Kemenkeu Buru Ribuan Penunggak Pajak, Optimalkan Penerimaan Negara

Jakarta – Kementerian Keuangan (Kemenkeu) menegaskan akan mengejar ribuan penunggak pajak, tidak hanya fokus pada 200 wajib pajak besar yang selama ini menjadi sorotan. Upaya penagihan ini merupakan bagian dari tugas rutin Direktorat Jenderal Pajak (DJP) untuk menagih piutang pajak, dengan potensi penyerapan mencapai Rp 60 triliun dari para penunggak terbesar.

Staf Ahli Menteri Keuangan Bidang Kepatuhan Pajak Kementerian Keuangan, Yon Arsal, menjelaskan bahwa jumlah penunggak pajak sebenarnya mencapai ribuan. Meskipun sebagian besar ditangani oleh Kantor Pelayanan Pajak (KPP) dan juru sita pajak, 200 wajib pajak besar menjadi perhatian khusus karena nilai tunggakannya yang signifikan dan kompleksitas kasus yang melibatkan banyak pihak.

Yon Arsal menambahkan, daftar 200 penunggak pajak yang sempat disampaikan Menteri Keuangan Purbaya Yudhi Sadewa merupakan kasus-kasus dengan nilai besar dan tingkat kerumitan tinggi.
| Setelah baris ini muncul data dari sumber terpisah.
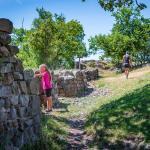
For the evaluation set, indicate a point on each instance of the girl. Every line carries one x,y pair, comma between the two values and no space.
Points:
46,85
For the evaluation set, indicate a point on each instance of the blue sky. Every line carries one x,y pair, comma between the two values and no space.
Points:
93,18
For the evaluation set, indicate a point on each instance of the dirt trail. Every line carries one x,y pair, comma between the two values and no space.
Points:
132,75
77,139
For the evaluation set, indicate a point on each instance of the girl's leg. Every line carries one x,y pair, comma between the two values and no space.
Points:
49,103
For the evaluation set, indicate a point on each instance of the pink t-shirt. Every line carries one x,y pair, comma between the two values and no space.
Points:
46,81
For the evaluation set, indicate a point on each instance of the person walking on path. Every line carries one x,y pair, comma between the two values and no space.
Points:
127,63
46,81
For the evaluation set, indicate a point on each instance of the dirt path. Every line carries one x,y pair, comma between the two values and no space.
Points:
132,75
77,138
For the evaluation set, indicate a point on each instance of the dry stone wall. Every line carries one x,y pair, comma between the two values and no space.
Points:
74,83
19,96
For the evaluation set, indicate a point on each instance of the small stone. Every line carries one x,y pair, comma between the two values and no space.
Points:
13,49
5,91
35,104
4,51
34,86
28,122
15,88
3,114
21,112
13,113
14,100
23,87
5,38
2,103
6,68
18,76
24,100
28,74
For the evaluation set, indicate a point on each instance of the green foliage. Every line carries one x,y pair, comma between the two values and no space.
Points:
123,118
112,5
129,33
51,40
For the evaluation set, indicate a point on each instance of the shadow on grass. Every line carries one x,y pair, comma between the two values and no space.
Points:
52,136
127,118
62,107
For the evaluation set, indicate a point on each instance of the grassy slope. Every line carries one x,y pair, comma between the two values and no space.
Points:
125,114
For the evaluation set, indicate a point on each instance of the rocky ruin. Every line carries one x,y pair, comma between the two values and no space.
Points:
19,96
74,83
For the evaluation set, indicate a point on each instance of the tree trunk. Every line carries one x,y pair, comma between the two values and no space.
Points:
79,63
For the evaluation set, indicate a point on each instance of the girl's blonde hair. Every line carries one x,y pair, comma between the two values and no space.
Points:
45,66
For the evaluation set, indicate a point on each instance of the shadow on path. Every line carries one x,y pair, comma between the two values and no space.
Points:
127,118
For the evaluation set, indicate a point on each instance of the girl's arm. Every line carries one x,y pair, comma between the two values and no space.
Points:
38,75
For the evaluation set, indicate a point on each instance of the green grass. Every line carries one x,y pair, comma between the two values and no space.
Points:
123,115
52,136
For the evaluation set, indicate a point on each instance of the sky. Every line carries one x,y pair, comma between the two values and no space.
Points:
93,18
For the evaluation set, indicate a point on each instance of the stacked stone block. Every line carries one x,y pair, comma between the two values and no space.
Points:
74,83
19,96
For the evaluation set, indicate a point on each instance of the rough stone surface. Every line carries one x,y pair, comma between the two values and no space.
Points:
74,83
5,38
19,104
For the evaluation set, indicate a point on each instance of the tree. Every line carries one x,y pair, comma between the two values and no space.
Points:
52,40
113,5
129,33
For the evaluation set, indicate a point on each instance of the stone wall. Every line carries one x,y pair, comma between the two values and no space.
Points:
74,83
19,99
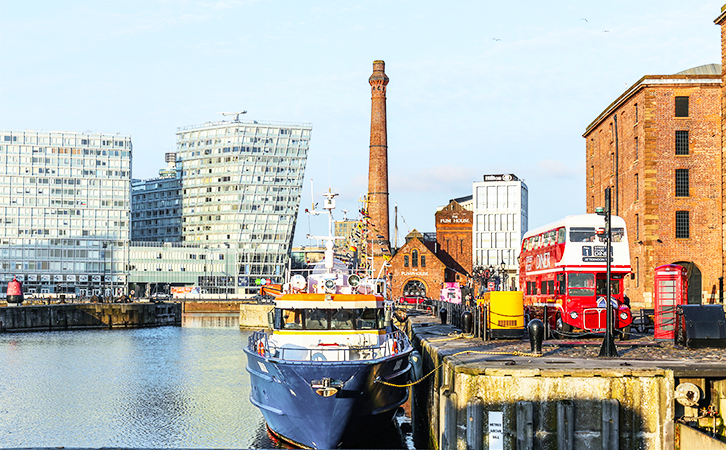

Hal ini membutuhkan perhatian lintas unit dan waktu penyelesaian yang lebih panjang.

Sesuai ketentuan perpajakan terbaru dalam Undang-Undang Nomor 7 Tahun 2021 tentang Harmonisasi Peraturan Perpajakan (HPP) dan peraturan turunannya, piutang pajak baru tercatat setelah surat ketetapan pajak (SKP) disetujui wajib pajak atau telah berkekuatan hukum tetap (inkrah).

Beberapa kasus penunggak pajak memerlukan waktu penyelesaian yang lama karena berbagai faktor. Di antaranya adalah proses hukum yang masih berjalan, kondisi wajib pajak yang telah dinyatakan pailit, hingga nilai piutang yang memerlukan verifikasi lebih lanjut.

“Ini bukan berarti didiamkan, tetapi ada proses yang mungkin wajib pajaknya sudah ada yang pailit, ada yang prosesnya itu sudah cukup lama sehingga tentu perlu pendalaman lebih lanjut,” jelas Yon Arsal dalam acara media gathering Kemenkeu 2025 di Jakarta, Sabtu, 11 Oktober 2025.

Ia memastikan, penagihan terhadap seluruh piutang pajak, termasuk 200 wajib pajak besar, akan terus dilakukan hingga akhir tahun. Penagihan ini merupakan proses bisnis utama DJP, dan 200 wajib pajak tersebut menjadi sorotan karena jumlahnya yang besar.

Sebelumnya, dalam konferensi pers APBN KiTa Edisi September 2025 di Jakarta, 22 September 2025, Menteri Keuangan Purbaya Yudhi Sadewa menyatakan akan mengejar 200 wajib pajak besar untuk menagih tunggakan pajak yang telah berkekuatan hukum tetap atau inkrah. Potensi serapan dari penagihan ini diperkirakan mencapai Rp 60 triliun.

Per September 2025, sebanyak 84 dari 200 penunggak pajak inkrah tersebut telah melakukan pembayaran, dengan total nilai mencapai Rp 5,1 triliun.